Studies investigating bystander effects also support situationism. For example, in 1973, Darley and Batson conducted a study where they asked students at a seminary school to give a presentation in a separate building. They gave each individual participant a topic, and would then tell a participant that they were supposed to be there immediately, or in a few minutes, and sent them on their way to the building. On the way, each participant encountered a confederate who was on the ground, clearly in need of medical attention. Darley and Batson observed that more participants who had extra time stopped to help the confederate than those who were in a hurry. Nearly 63% of those in a low-hurry condition stopped to help, compared with only 10% in the high-hurry condition.

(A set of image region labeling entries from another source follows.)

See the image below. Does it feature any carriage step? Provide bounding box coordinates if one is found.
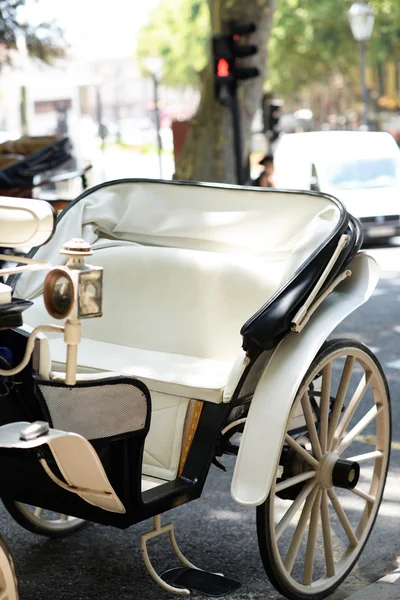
[161,567,242,598]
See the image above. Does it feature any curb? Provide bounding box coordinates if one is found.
[347,568,400,600]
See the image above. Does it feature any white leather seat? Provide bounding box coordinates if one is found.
[26,245,282,479]
[25,204,340,479]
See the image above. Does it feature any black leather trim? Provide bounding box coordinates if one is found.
[240,207,354,355]
[7,178,347,288]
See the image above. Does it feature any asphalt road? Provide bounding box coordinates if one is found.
[0,241,400,600]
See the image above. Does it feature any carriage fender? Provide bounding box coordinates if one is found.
[231,253,379,506]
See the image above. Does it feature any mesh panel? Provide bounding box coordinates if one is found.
[39,383,147,440]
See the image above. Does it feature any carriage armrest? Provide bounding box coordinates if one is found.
[0,422,126,513]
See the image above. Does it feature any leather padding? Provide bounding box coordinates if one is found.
[241,216,363,351]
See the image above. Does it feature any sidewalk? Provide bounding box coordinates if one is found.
[347,568,400,600]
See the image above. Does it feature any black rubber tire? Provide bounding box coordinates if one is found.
[2,498,87,539]
[257,339,392,600]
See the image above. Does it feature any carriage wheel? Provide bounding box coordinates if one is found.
[0,536,19,600]
[0,498,86,540]
[257,340,391,600]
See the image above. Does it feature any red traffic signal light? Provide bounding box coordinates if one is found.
[212,21,260,104]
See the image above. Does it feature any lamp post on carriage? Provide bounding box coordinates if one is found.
[142,56,164,179]
[348,1,375,129]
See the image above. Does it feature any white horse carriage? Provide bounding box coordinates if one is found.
[0,180,390,600]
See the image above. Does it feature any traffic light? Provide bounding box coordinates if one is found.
[262,95,283,142]
[212,21,260,106]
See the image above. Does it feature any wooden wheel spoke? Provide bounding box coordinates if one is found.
[347,450,385,463]
[0,586,11,600]
[336,405,383,454]
[321,490,335,577]
[275,471,315,492]
[284,487,318,573]
[327,488,358,548]
[257,340,391,598]
[319,362,332,454]
[285,433,318,469]
[328,356,356,449]
[301,392,322,460]
[332,371,372,452]
[275,481,315,541]
[303,490,322,585]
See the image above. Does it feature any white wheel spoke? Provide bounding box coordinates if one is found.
[327,488,358,548]
[321,490,335,577]
[275,481,315,541]
[301,392,322,460]
[347,450,385,463]
[350,488,375,504]
[319,362,332,454]
[328,356,356,449]
[303,490,322,585]
[275,471,315,493]
[336,405,383,454]
[332,371,372,452]
[285,487,318,573]
[285,433,318,469]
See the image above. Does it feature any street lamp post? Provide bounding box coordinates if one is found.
[142,56,164,179]
[349,1,375,129]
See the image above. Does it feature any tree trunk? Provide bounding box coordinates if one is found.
[174,0,277,183]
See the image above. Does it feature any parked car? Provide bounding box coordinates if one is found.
[275,131,400,243]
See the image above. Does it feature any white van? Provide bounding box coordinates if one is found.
[274,131,400,242]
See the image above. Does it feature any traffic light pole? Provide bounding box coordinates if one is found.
[231,85,244,185]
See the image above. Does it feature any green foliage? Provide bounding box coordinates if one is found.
[0,0,64,62]
[137,0,210,85]
[269,0,400,95]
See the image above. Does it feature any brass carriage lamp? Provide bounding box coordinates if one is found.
[43,238,103,385]
[43,238,103,319]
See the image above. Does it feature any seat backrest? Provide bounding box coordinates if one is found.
[83,246,279,359]
[25,245,282,360]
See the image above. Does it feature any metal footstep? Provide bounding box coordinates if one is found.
[140,515,241,598]
[161,567,242,598]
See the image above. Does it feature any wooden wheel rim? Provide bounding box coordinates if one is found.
[267,344,390,597]
[13,502,84,536]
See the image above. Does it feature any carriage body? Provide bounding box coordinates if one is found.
[0,180,390,598]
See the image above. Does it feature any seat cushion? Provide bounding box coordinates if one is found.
[50,338,232,403]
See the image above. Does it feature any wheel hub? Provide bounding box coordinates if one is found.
[317,452,360,490]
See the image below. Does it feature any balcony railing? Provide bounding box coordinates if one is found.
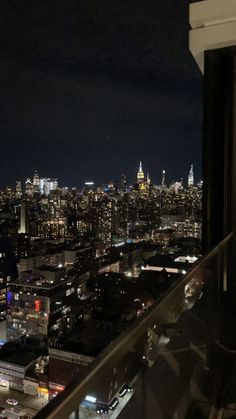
[35,233,233,419]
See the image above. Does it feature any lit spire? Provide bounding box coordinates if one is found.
[137,161,144,182]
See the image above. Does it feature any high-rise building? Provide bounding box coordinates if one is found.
[137,162,144,183]
[16,180,22,198]
[161,170,166,186]
[25,178,34,196]
[120,175,127,193]
[188,164,194,188]
[33,170,40,193]
[19,201,27,234]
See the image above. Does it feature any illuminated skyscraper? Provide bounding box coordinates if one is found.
[25,178,34,196]
[188,164,194,188]
[161,170,166,186]
[19,201,27,234]
[137,162,144,183]
[33,170,40,192]
[16,181,22,198]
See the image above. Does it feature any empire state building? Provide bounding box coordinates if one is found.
[137,162,145,183]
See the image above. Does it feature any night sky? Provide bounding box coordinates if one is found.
[0,0,202,187]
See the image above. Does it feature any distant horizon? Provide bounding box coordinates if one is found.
[0,161,202,190]
[0,0,203,194]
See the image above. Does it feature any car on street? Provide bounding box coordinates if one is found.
[6,399,18,406]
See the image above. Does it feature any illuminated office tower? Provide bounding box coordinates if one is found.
[188,164,194,188]
[120,175,127,193]
[137,162,144,183]
[16,181,22,198]
[19,201,27,234]
[161,170,166,186]
[25,178,34,196]
[33,170,40,193]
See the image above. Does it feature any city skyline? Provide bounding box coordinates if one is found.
[0,0,202,185]
[0,160,202,190]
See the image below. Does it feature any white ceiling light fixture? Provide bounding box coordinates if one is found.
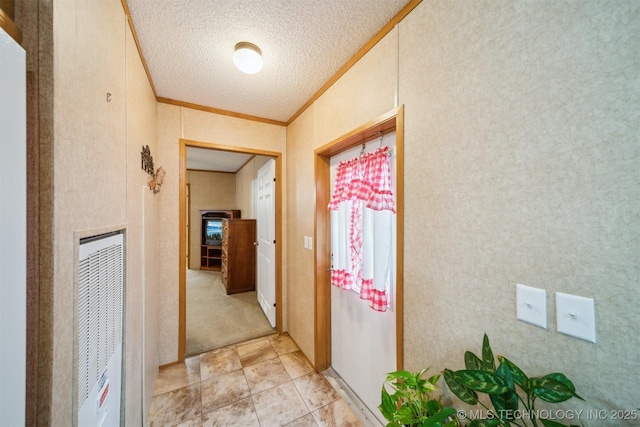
[233,42,263,74]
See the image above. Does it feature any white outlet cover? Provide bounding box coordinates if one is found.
[556,292,596,343]
[516,284,547,329]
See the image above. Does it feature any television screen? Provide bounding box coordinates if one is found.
[205,218,222,246]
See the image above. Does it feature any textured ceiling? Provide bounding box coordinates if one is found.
[187,147,253,173]
[127,0,409,122]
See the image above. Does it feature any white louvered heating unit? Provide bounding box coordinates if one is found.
[77,234,124,427]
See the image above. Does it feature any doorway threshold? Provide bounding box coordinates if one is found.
[322,368,384,427]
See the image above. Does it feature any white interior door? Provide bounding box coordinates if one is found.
[257,159,276,327]
[0,28,27,426]
[330,132,397,425]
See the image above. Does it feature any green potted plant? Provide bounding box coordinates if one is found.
[378,369,460,427]
[443,334,584,427]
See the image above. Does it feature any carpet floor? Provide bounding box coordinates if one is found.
[187,270,276,356]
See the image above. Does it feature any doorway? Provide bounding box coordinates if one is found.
[178,139,282,362]
[315,107,404,418]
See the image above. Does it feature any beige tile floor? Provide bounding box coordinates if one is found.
[148,334,362,427]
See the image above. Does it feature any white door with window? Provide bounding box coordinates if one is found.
[257,159,276,327]
[330,132,397,425]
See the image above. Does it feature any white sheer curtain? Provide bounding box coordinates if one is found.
[328,147,396,311]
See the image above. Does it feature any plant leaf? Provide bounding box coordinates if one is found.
[490,390,518,420]
[422,408,456,427]
[498,356,531,393]
[453,370,509,394]
[540,419,567,427]
[464,351,482,371]
[427,374,440,384]
[467,418,502,427]
[443,369,478,405]
[482,334,496,372]
[529,374,584,403]
[496,363,516,391]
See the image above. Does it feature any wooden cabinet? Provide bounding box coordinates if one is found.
[221,218,256,295]
[200,210,240,271]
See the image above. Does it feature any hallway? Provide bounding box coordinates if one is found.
[148,334,363,427]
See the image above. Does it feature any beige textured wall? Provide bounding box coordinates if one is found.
[157,103,286,365]
[400,0,640,425]
[287,26,398,361]
[187,171,236,270]
[51,0,157,426]
[125,20,162,425]
[236,156,271,219]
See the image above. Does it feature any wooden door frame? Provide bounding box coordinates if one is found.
[178,138,283,363]
[314,106,404,372]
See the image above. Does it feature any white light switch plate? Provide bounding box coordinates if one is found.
[516,284,547,329]
[556,292,596,342]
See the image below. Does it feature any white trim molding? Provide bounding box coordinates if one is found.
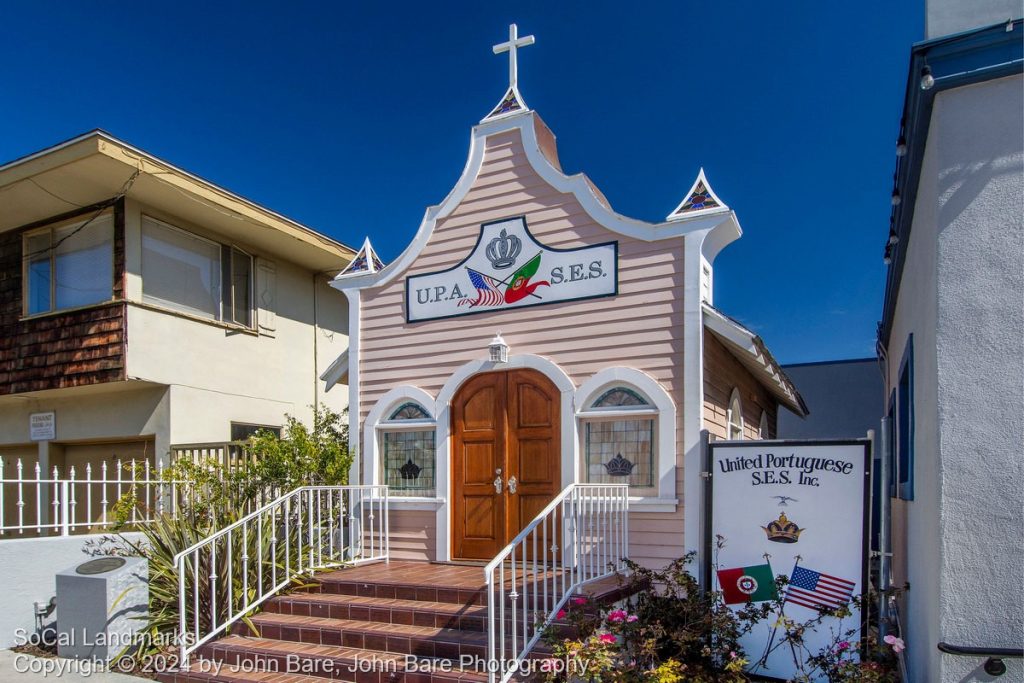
[575,367,678,505]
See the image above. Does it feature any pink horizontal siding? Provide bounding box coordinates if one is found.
[359,131,683,564]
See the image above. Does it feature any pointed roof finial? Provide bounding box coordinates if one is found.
[335,238,384,280]
[666,168,729,220]
[483,24,536,121]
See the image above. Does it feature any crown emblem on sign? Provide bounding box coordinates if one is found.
[604,453,636,477]
[485,228,522,269]
[761,512,804,543]
[398,458,423,479]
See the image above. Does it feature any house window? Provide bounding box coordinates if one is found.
[896,337,913,501]
[142,216,253,328]
[377,402,436,496]
[231,422,281,441]
[23,210,114,315]
[726,389,743,441]
[580,386,657,487]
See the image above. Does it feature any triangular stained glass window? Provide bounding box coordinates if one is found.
[676,182,722,213]
[487,90,522,119]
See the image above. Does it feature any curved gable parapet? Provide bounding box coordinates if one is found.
[332,111,740,290]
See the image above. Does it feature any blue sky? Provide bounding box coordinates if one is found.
[0,0,924,362]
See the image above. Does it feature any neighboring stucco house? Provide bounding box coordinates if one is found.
[880,0,1024,682]
[0,131,353,511]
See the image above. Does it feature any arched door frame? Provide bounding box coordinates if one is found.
[434,354,580,562]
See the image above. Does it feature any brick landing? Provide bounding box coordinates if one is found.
[160,561,621,683]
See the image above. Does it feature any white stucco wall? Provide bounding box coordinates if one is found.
[0,533,142,647]
[932,76,1024,681]
[889,76,1024,682]
[925,0,1024,38]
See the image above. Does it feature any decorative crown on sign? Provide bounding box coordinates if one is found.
[398,458,423,479]
[761,512,805,543]
[604,453,636,477]
[485,228,522,269]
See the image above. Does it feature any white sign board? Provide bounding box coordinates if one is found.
[706,441,870,680]
[29,413,57,441]
[406,216,618,323]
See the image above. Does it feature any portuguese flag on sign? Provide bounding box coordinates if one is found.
[505,254,551,303]
[718,563,778,605]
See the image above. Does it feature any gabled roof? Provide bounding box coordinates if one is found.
[332,110,742,290]
[0,130,355,272]
[703,304,809,418]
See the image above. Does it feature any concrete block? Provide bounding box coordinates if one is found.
[56,557,150,660]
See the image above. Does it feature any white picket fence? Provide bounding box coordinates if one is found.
[0,457,184,540]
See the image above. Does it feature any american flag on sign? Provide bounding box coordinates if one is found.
[785,567,856,609]
[459,268,505,308]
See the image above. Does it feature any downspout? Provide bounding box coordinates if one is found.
[341,289,362,484]
[313,272,319,416]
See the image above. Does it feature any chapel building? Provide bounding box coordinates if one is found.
[333,30,807,566]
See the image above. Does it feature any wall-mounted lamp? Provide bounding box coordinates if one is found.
[921,65,935,90]
[487,332,509,362]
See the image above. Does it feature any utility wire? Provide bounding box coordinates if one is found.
[24,169,141,259]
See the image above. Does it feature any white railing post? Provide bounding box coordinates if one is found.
[59,479,71,536]
[483,484,629,683]
[175,485,388,666]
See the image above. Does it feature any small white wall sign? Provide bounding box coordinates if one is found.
[29,412,57,441]
[406,216,618,323]
[705,440,870,680]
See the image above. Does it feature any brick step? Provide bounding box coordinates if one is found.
[157,665,331,683]
[197,636,487,683]
[263,593,487,631]
[306,567,487,605]
[232,612,544,659]
[261,593,561,631]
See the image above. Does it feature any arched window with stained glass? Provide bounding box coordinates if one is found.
[579,386,658,488]
[377,401,437,497]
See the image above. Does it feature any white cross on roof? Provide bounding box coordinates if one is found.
[493,24,535,92]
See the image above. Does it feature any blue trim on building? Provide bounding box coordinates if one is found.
[879,19,1024,346]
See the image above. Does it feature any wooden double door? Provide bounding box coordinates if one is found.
[452,370,561,560]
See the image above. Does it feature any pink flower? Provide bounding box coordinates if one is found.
[884,634,906,652]
[608,609,629,624]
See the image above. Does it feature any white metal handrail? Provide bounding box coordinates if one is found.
[174,485,388,666]
[483,483,630,683]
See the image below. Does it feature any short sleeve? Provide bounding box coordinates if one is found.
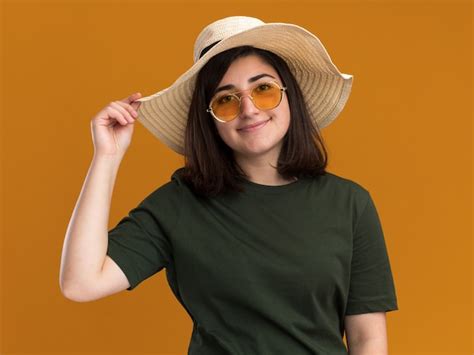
[346,190,398,315]
[106,182,179,291]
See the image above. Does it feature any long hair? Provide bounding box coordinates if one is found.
[180,46,327,197]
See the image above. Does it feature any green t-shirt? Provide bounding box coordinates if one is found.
[107,169,398,355]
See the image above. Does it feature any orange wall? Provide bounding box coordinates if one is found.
[0,0,474,354]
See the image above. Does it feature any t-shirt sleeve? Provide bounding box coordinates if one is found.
[346,190,398,315]
[106,181,179,291]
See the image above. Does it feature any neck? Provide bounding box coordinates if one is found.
[235,150,297,186]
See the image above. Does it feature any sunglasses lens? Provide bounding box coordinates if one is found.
[252,83,281,110]
[211,83,282,122]
[211,94,240,122]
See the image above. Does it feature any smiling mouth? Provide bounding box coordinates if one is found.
[238,118,271,132]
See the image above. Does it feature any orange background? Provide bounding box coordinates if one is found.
[0,0,473,355]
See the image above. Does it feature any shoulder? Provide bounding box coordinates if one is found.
[322,171,369,195]
[321,171,371,214]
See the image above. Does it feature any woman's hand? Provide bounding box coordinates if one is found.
[91,93,141,158]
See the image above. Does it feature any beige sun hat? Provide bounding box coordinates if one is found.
[136,16,353,155]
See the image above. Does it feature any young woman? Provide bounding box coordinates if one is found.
[61,16,398,355]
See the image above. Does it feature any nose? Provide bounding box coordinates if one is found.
[240,95,259,116]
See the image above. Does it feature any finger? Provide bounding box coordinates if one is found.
[110,101,134,123]
[115,101,138,121]
[107,106,128,126]
[119,92,142,104]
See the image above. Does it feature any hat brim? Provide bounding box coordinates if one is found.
[136,23,353,155]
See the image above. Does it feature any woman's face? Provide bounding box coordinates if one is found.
[212,55,290,160]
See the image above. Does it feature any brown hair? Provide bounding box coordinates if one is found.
[180,46,327,197]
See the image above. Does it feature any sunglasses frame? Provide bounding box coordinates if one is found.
[206,80,287,123]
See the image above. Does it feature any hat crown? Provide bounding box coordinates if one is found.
[193,16,265,63]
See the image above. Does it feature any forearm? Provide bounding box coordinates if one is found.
[60,156,120,293]
[348,338,388,355]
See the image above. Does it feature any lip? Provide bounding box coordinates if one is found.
[237,118,271,132]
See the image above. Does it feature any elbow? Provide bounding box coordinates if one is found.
[59,282,91,302]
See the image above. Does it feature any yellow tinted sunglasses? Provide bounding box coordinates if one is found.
[206,81,287,122]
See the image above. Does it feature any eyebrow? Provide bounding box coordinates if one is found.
[214,73,276,95]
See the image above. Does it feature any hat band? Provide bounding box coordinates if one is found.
[198,40,221,59]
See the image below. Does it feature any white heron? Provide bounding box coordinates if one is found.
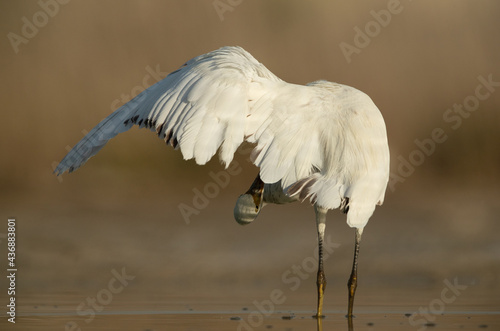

Helping was not predicted by religious personality measures, and the results therefore indicate that the situation influenced their behavior.

A third influential study supporting situationism is the Milgram experiment. Conducted by Yale University psychologist Stanley Milgram, the study examined participants' willingness to obey authority figures even when instructed to perform actions conflicting with their personal conscience. Participants believed they were administering increasingly severe electric shocks to a "learner" in a memory test. Although the shocks (and the learners' pained reactions) were simulated, many participants continued to deliver them when prompted by the experimenter, with all reaching at least 300 volts and 65% proceeding to the maximum 450 volts. Milgram designed the study to investigate obedience and the psychological mechanisms underlying acts of genocide and harm. He rejected the view that atrocities such as those of the Holocaust could be sufficiently explained by personality defects alone, arguing instead that ordinary people can act destructively when placed in institutional systems that demand obedience.

===Contradictory evidence ===
The traditional view of situationism purports that personality traits have a very weak relationship to behavior, while in contrast, situational factors usually have a stronger impact on behavior. Still, other studies demonstrate that contextual factors may supersede situation and personality in their impact on behavior. For example, twin studies have shown that identical twins share more traits than fraternal twins. This might imply that there is a genetic basis for behavior, which might rule out that situation alone determines behavior. Personality itself may also impact situation.

==Current views: interactionism==
In addition to the debate between trait influences and situational influences on behavior, a psychological model of "interactionism" exists, which is a view that both internal dispositions and external situational factors affect a person's behavior in a given situation. This model emphasizes both sides of the person-situation debate, and says that internal and external factors interact with each other to produce a behavior. Interactionism is currently an accepted personality theory, and there has been sufficient empirical evidence to support interactionism. However, it is also important to note that both situationists and trait theorists contributed to explaining facets of human behavior.